Sex Discrimination
Discrimination in relation to employees is now covered by the Equality Act 2010. Sex is one of the protected characteristics under the legislation.
Under the Act, there are four types of discrimination defined, these are direct and indirect discrimination as well as harassment and victimisation.
Under the Equality Act 2010 an employer will be in breach if they discriminate directly or indirectly against an employee on the basis of their sex. Direct discrimination is treating an employee differently from another simply because of their sex. Indirect discrimination is applying or implementing a policy that disadvantages an employee or applicant simply because of their sex without justification.
Other breaches under the Act include an employer subjecting an employee or applicant to sexual harassment or treating an employee or applicant less favourably because they rejected or submitted to an act of harassment. The Act also ensures that an employer is not able to victimise a job applicant or employee because of their sex.
There are certain occasions in which sex discrimination is permitted under the Act, these include jobs in which there is an occupational requirement or whereby positive action is required to address gender inequalities that may already be in place in a business.
Other exceptions in relation to sex discrimination include safeguarding national security, where the employer is concerned with providing benefits to the public, insurance contracts and communal accommodation.
For the purposes of the Act, any act perpetrated by an employee will be deemed to have been committed by the employer.

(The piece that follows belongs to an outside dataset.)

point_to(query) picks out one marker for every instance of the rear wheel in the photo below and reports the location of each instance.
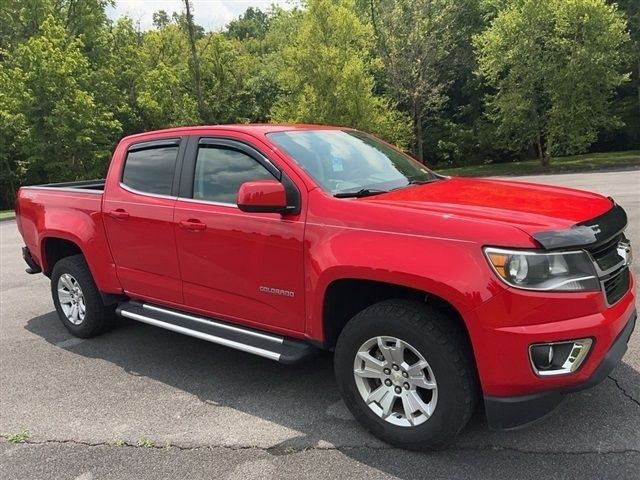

This is regardless as to whether the employee’s acts were committed with the knowledge or approval of the employer. This rule is similar for principal and agent relationships whereby a breach of the act committed by an agent is deemed to have been committed by the principal; this is also regardless as to whether the principal had knowledge or approval of the breach.
Employers at times can also be liable for sexual harassment which is committed by third parties. This could be a customer or supplier or any other third party which an employee will come into contact with during the course of their employment. For the employer to be liable it has to be shown that they did not take appropriate steps to prevent the third party from committing the harassment.
If an employee wants to bring a sex discrimination claim they can submit questions to the employer in order to better ascertain as to whether they have a claim or not. These questions can be submitted to the employer before a claim is submitted or within 28 days of a claim being submitted to the Tribunal. The questions do not have to be answered by the employer, however, the Tribunal is entitled to draw an inference from a non-reply by the employer. These questions and answers are admissible in evidence at the Tribunal.
A claim for sexual discrimination has to be brought to the Tribunal within three months of the date to which the complaint relates.
If an employee brings a successful claim in the Tribunal, they may make one or more orders. These orders include a declaration of the rights of the parties, compensation and an appropriate recommendation from the Tribunal as to what steps the employer should take to reduce the adverse effect of sex discrimination.